Thursday, July 29, 2021

Cryptocurrencies Taxes to be Stricter in South Africa

Cryptocurrencies Taxes to be Stricter in South Africa

According to Mazars an accounting and consultancy group, traders of cryptocurrencies in South Africa would see stricter tax policies soon.

In the last five years, South Africa has emerged as one of the world’s most notable cryptocurrency adopters. Furthermore, an estimated 13% of South Africa’s internet users own or are using cryptocurrencies.

The current South African Bitcoin/ZAR weekly trading volume the South African Revenue Service (SARS) can track the gains made by South African taxpayers who trade cryptocurrencies.

This is according to Wiehann Olivier partner at the audit division of Mazars in South Africa. He explains that the fact that cryptocurrencies were created to allow for anonymous and trusted peer-to-peer transaction means that it can be used to avoid tax in several different ways.

Furthermore, Olivier explains that investors can store their cryptocurrencies in paper or hardware wallets instead of relying on a custodian. This makes it impossible to confiscate these cryptocurrencies and extremely difficult to track their movements.

There is also the option to rely on a series of smoke and mirrors. Different types of cryptocurrencies can be exchanged for one another and passed through a series of wallets and public key addresses. Trading crypto this way gives an attempt to confuse the trading activities and to evade taxes.

Oliver notes that SARS relies on taxpayers honesty to include their crypto gains as part of their taxable income.

Currently, SARS has not yet released any specific legislation around the taxation of cryptocurrencies. Asides from mandating taxpayers to include any realised gains from the trading of crypto currencies in their taxable income. Mazars however believes that SARS will publish new regulations in the coming years to have specific focus on digital assets.

Predicted Regulations on Cryptocurrencies

A predicted intervention will be introducing regulations that require South African cryptocurrency exchanges to share information with SARS. This will make it more difficult to apply the several method of avoidance.

There is also the possibility that offshore cryptocurrency exchanges and banks might have the same agreement with SARS as foreign institutional investors have.

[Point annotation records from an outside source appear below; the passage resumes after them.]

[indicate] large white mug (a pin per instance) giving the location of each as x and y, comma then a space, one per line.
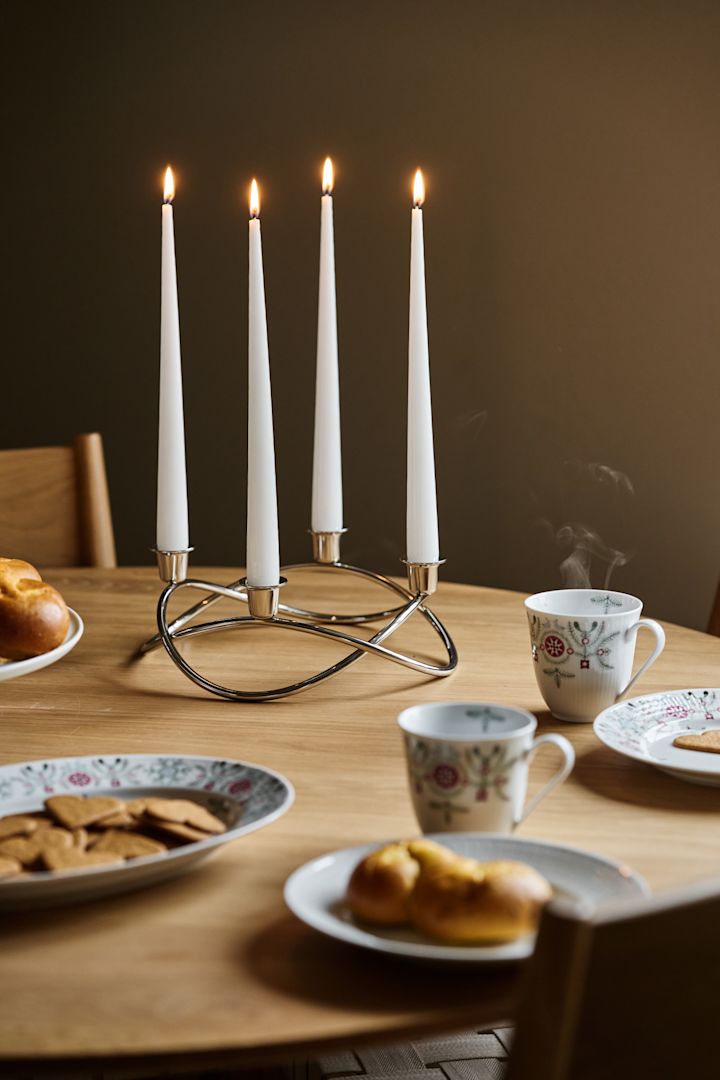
583, 645
467, 765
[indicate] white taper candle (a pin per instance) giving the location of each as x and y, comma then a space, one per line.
262, 539
172, 525
422, 538
326, 512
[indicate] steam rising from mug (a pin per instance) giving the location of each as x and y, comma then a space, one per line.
586, 545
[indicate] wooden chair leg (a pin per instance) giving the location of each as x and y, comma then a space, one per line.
714, 625
97, 538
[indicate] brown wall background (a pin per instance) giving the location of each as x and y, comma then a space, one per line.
572, 152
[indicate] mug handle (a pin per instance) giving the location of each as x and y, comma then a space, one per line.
565, 770
660, 645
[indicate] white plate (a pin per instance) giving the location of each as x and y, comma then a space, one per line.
245, 796
315, 893
644, 728
13, 669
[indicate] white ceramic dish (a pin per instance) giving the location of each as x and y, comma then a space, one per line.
315, 893
644, 728
13, 669
245, 796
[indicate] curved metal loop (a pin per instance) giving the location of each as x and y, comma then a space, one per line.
178, 630
320, 617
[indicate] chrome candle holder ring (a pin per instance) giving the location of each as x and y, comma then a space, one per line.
265, 608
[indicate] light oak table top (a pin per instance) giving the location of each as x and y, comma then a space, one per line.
212, 967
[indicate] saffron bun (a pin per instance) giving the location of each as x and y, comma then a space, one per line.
34, 617
471, 902
381, 885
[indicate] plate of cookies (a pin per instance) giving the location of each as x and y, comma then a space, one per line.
467, 898
80, 828
676, 730
37, 628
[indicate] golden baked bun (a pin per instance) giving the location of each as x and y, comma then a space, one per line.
381, 883
466, 901
34, 617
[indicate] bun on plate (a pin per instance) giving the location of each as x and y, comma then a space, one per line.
381, 883
467, 901
34, 617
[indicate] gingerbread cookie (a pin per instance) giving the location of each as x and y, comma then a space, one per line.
708, 741
76, 811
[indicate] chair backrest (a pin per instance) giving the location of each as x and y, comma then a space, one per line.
714, 624
633, 993
55, 507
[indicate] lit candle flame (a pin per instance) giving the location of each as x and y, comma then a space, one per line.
168, 193
255, 200
328, 177
418, 190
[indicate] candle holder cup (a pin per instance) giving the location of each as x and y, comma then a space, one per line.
263, 607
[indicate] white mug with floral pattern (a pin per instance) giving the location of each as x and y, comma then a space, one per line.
467, 765
583, 645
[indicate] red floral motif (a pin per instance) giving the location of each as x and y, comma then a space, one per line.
554, 646
679, 712
240, 785
446, 775
79, 779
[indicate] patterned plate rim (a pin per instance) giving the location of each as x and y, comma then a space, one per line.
212, 841
511, 952
644, 757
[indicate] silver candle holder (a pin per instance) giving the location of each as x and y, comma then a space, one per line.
263, 606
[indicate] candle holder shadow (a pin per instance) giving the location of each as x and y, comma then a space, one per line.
265, 607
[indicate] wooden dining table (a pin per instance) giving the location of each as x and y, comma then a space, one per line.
212, 968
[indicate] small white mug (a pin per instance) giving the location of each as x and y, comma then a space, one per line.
467, 765
583, 644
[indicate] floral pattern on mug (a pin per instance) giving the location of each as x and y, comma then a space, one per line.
448, 773
568, 642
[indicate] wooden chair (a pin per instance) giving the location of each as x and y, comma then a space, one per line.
54, 504
629, 994
714, 624
633, 991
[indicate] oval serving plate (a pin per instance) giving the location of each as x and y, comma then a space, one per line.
13, 669
244, 796
315, 893
644, 728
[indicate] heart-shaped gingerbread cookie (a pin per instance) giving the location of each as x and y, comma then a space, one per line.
73, 811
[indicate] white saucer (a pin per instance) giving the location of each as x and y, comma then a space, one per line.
315, 893
644, 728
244, 796
13, 669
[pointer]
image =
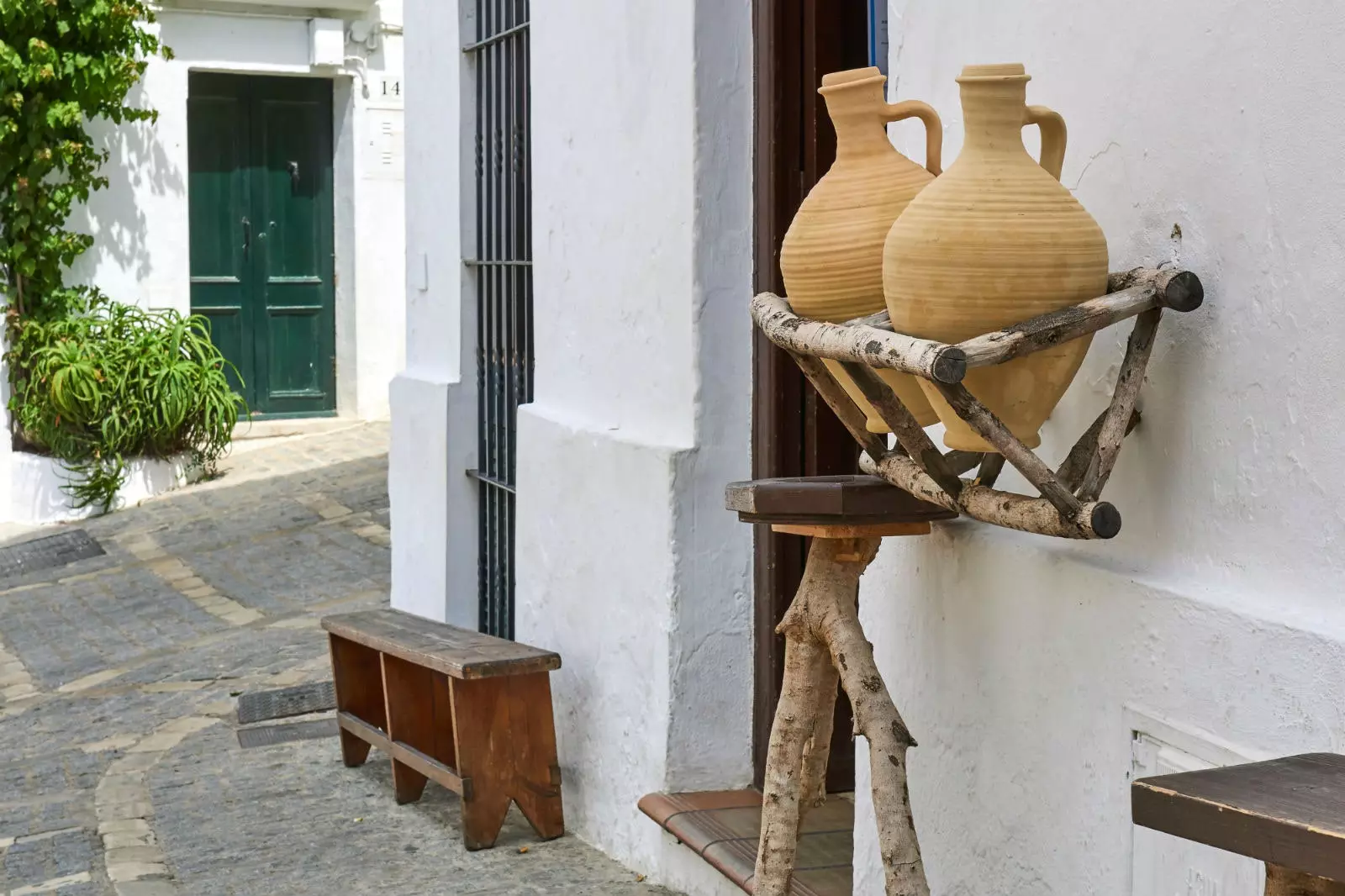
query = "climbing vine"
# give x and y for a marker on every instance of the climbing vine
(93, 381)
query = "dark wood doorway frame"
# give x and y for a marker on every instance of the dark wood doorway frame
(793, 434)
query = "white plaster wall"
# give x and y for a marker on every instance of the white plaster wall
(434, 398)
(140, 222)
(629, 566)
(1205, 140)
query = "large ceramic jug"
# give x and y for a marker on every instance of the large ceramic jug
(993, 241)
(831, 257)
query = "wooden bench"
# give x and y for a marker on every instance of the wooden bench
(464, 709)
(1289, 813)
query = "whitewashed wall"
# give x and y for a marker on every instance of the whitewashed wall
(141, 250)
(1205, 134)
(629, 564)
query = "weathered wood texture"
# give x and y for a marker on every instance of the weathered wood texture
(1284, 811)
(457, 653)
(466, 710)
(874, 347)
(1286, 882)
(912, 436)
(834, 499)
(824, 640)
(1068, 506)
(1129, 293)
(1116, 424)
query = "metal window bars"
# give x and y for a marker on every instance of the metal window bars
(504, 276)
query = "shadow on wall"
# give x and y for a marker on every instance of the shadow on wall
(138, 168)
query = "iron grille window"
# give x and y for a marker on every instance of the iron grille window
(504, 279)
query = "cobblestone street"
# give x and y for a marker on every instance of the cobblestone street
(120, 763)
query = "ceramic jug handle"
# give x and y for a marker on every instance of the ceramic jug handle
(934, 128)
(1052, 138)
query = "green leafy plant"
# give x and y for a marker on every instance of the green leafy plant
(113, 381)
(93, 381)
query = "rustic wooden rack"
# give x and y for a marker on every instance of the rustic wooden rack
(1068, 505)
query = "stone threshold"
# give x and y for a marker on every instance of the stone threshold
(724, 826)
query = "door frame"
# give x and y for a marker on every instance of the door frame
(334, 230)
(793, 434)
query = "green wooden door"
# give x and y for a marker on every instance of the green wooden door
(262, 266)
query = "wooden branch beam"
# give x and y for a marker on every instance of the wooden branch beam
(1095, 519)
(990, 468)
(1129, 381)
(864, 345)
(1130, 293)
(1073, 467)
(905, 425)
(841, 405)
(1147, 289)
(961, 461)
(1008, 444)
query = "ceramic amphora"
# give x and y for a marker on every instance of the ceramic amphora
(993, 241)
(831, 257)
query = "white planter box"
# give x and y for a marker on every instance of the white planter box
(37, 493)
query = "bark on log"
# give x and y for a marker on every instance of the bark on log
(865, 345)
(1129, 382)
(1020, 455)
(817, 752)
(905, 427)
(990, 470)
(841, 405)
(795, 723)
(1058, 327)
(825, 618)
(961, 461)
(1075, 465)
(1174, 289)
(1286, 882)
(1005, 509)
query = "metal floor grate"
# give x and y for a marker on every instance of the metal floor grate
(50, 552)
(272, 735)
(288, 701)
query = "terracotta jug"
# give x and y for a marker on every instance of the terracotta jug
(831, 257)
(993, 241)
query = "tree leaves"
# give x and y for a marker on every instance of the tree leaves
(62, 65)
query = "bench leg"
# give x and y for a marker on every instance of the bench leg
(408, 690)
(360, 692)
(506, 750)
(1286, 882)
(537, 788)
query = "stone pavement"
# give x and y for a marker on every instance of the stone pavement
(120, 766)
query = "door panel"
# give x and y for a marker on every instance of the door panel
(219, 188)
(261, 195)
(293, 119)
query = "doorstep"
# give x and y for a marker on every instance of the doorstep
(723, 828)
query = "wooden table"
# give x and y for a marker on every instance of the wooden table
(847, 517)
(1289, 813)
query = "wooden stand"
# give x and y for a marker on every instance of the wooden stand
(463, 709)
(1289, 813)
(1069, 505)
(825, 645)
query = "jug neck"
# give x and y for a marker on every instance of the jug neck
(857, 107)
(993, 111)
(860, 136)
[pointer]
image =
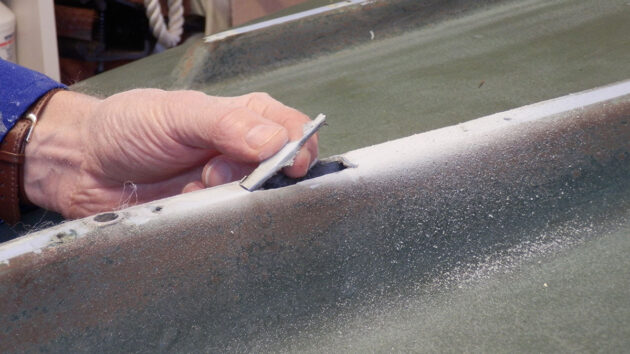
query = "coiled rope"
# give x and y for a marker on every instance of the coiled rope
(167, 37)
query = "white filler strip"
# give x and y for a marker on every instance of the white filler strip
(217, 37)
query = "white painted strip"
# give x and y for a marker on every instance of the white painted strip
(217, 37)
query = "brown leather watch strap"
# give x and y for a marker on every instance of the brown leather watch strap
(12, 161)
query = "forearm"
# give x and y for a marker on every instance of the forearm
(54, 155)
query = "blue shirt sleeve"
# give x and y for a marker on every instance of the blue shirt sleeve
(19, 89)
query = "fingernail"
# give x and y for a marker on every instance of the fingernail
(261, 135)
(217, 173)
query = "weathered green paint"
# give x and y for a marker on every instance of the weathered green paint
(523, 51)
(449, 252)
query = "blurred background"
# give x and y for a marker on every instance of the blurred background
(71, 40)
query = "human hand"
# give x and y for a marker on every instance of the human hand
(86, 154)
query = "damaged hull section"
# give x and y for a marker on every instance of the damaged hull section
(227, 269)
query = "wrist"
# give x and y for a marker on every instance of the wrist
(54, 154)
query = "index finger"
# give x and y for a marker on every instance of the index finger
(293, 120)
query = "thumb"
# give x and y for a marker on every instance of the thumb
(227, 125)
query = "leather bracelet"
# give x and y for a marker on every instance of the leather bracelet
(12, 148)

This agreement means they will share individuals and companies’ trading and asset holding data with revenue services from various countries. This would again make it more difficult to avoid paying tax by moving assets out of South Africa.

Olivier advises that businesses should begin to prepare for tighter regulation of their digital assets. Preparing for these interventions well ahead of time may be beneficial for cryptocurrency exchanges, traders, and investors.